QUAKER FACTS

In 1964, UB philosophy professor Newton Garver, a Quaker, supported by New York Yearly Meeting, refused to sign the loyalty oath required by the state's Feinberg Law when UB became part of the State University of New York system. He claimed the oath would violate the principles of his religion. Along with other UB faculty, he filed a class action suit in this regard, which resulted in the 1967 U.S. Supreme Court decision that declared the law unconstitutional.

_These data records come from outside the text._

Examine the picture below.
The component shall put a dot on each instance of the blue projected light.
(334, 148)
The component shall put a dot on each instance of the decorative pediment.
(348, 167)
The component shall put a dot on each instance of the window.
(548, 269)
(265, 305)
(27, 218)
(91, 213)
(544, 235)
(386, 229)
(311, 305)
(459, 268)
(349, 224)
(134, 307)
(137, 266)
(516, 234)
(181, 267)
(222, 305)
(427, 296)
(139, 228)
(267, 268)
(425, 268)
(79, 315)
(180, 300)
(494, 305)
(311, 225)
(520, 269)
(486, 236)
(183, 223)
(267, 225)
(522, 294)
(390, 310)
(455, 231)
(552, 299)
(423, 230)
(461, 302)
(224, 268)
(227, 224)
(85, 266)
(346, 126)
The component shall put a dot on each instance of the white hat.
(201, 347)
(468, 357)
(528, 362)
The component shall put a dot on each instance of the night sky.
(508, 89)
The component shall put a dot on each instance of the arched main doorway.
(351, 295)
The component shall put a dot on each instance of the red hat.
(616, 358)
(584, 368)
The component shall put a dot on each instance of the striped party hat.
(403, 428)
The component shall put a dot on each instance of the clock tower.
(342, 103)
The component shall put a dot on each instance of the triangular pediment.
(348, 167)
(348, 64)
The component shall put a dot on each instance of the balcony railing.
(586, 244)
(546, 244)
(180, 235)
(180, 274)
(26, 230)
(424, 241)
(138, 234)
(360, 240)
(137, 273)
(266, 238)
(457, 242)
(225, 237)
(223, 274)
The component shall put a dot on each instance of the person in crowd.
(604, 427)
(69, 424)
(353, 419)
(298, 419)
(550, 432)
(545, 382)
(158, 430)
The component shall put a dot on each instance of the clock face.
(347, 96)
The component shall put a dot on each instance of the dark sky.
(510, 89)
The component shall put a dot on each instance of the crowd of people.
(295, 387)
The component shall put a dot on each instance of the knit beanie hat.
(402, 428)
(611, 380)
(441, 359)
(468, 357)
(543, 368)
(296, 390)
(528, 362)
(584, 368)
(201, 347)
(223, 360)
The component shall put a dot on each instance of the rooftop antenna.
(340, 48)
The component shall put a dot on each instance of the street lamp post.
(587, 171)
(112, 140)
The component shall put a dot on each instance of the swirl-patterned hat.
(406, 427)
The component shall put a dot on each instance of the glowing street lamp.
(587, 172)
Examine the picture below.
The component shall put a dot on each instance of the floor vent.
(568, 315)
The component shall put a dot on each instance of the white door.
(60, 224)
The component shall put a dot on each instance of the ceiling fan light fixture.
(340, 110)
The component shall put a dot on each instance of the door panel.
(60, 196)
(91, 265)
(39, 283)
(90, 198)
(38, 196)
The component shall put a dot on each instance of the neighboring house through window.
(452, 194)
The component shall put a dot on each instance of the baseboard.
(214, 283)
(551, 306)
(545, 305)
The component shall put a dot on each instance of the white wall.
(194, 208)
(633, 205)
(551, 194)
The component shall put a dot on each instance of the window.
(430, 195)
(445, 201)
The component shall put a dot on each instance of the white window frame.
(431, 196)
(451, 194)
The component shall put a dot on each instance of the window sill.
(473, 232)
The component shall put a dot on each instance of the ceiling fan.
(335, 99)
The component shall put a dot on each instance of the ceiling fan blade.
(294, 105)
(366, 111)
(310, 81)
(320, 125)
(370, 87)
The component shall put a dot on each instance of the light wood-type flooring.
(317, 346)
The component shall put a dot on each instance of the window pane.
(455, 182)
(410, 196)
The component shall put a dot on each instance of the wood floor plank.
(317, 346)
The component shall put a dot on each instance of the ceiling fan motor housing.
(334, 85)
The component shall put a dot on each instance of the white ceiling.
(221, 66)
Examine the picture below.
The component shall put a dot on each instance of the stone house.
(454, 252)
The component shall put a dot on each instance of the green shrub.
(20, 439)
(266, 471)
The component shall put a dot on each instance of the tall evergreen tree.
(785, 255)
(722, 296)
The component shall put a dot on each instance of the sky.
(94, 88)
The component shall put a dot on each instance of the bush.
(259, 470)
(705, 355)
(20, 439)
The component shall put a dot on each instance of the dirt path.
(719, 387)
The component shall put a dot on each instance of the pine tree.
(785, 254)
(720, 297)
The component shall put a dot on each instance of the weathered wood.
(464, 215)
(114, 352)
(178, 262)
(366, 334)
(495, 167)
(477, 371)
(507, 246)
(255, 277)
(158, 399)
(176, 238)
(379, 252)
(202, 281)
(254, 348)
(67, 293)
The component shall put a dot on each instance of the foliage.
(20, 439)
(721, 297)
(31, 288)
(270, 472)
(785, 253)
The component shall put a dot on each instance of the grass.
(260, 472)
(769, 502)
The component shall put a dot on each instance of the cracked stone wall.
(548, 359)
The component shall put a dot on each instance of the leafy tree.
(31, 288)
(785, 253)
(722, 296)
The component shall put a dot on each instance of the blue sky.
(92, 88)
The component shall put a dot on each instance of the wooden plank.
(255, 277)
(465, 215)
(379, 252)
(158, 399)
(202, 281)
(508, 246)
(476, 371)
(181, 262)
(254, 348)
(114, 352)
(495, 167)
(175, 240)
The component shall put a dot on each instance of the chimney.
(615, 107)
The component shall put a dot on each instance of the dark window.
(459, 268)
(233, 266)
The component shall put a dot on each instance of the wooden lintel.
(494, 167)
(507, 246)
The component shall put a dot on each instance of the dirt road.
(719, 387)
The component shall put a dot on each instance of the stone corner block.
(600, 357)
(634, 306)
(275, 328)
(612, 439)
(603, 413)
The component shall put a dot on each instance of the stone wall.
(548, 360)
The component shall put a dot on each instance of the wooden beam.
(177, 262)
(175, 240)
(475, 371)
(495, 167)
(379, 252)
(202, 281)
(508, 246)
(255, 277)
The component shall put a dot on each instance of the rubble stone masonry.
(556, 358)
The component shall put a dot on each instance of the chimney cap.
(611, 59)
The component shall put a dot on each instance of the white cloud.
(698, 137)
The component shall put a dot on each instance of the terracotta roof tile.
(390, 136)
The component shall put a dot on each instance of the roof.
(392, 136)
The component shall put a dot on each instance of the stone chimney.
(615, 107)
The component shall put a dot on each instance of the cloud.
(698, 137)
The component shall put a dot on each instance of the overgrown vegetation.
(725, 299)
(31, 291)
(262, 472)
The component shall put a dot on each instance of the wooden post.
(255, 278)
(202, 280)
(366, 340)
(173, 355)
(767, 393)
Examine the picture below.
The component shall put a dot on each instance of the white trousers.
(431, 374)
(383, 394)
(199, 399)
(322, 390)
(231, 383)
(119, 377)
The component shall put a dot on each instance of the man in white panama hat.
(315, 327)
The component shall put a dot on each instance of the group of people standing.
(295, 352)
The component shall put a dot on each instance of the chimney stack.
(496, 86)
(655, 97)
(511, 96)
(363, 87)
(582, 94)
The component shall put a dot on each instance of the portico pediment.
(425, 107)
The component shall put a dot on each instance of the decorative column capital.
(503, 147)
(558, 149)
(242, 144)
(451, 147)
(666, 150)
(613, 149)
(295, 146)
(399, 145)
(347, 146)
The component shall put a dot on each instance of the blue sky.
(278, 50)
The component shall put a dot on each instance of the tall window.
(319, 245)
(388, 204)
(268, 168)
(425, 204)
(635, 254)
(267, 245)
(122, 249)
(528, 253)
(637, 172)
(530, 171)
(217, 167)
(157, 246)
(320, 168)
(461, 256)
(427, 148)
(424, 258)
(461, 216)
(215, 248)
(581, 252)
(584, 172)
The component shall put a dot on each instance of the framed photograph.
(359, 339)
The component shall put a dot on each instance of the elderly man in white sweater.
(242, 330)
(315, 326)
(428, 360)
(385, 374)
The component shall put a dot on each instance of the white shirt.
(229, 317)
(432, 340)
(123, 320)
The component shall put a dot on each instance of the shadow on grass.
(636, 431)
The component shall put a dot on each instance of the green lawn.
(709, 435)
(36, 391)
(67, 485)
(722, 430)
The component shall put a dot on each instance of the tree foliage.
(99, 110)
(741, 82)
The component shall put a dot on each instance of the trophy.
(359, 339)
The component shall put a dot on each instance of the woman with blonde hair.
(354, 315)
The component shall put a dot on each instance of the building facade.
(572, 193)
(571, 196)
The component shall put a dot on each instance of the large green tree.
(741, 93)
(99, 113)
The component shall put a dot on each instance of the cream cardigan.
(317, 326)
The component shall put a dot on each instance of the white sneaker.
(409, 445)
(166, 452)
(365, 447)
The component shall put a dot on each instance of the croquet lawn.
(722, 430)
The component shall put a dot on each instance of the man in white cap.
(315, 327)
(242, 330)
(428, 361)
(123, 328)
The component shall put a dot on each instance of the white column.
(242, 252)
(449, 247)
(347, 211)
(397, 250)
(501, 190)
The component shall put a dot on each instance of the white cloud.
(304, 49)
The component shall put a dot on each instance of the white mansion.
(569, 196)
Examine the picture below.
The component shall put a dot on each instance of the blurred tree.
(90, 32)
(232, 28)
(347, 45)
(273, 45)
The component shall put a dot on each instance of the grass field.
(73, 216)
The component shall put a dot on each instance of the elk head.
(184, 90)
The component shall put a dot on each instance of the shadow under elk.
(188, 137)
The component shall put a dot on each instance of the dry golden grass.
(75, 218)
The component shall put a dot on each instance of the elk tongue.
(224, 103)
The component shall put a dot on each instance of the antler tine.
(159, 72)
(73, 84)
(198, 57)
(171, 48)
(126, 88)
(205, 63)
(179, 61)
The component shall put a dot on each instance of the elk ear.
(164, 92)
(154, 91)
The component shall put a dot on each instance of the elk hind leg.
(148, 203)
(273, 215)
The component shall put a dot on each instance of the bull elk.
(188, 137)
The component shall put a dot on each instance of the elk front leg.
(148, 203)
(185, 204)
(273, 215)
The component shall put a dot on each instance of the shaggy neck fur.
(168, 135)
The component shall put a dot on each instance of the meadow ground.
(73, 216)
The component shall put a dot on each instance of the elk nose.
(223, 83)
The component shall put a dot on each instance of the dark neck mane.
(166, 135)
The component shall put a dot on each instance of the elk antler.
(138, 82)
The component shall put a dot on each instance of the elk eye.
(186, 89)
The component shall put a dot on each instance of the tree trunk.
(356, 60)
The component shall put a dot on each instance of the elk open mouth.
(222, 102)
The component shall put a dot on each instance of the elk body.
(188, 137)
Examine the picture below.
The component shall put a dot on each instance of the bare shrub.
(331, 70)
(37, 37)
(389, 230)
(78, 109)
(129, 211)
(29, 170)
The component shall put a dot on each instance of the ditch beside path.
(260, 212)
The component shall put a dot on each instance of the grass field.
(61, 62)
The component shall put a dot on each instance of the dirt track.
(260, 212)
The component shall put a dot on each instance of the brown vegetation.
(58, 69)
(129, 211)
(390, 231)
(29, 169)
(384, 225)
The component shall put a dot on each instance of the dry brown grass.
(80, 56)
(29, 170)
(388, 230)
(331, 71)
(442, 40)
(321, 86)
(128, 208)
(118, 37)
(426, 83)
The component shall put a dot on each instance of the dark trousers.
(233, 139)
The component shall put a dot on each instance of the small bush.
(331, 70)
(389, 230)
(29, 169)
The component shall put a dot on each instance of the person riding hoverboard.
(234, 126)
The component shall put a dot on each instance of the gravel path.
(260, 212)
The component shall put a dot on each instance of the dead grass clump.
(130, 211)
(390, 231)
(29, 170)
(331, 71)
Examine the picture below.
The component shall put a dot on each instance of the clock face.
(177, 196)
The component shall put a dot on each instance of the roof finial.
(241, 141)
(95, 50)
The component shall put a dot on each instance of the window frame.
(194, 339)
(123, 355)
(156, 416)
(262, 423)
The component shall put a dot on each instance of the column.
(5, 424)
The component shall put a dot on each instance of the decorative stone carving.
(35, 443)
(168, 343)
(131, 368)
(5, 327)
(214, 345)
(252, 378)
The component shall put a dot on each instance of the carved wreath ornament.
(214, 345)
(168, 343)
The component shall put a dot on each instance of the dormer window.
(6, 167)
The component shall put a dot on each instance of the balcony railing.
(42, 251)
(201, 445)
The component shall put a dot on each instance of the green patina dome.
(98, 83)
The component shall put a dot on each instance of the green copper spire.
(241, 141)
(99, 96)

One of the book chapters contributed by Densmore records the long-term involvement of New York Quakers in the anti-slavery movement. He noted that slave-owning by members of the New York Yearly Meeting ended around the time of the American Revolution and that 12 of the 18 founders of the influential New York Society for the Manumission of Slaves were Quakers. The Friends were also among the first conductors on the Underground Railroad in New York State.

One of the first Protestant groups to recognize women as the spiritual equals of men, The Quakers brought their beliefs to the colonies by the mid-1600s. Their members contributed heavily to the country's first and continuing wave of political activism on behalf of women's rights. Of the five women who organized the groundbreaking Convention on the Rights of Women in Seneca Falls, N.Y., in 1848, four, including Lucretia Mott, Mary Ann M'Clintock and Jane Hunt, were, or had been, Quakers.

Quaker pacifism and anti-draft activity during America's wars has been well-known, but not universal. The Civil War and World War II, in particular, challenged Quakers to examine their pacifist tenets. While the Society of Friends remained pacifist, some individual Quakers joined the military in these and other conflicts.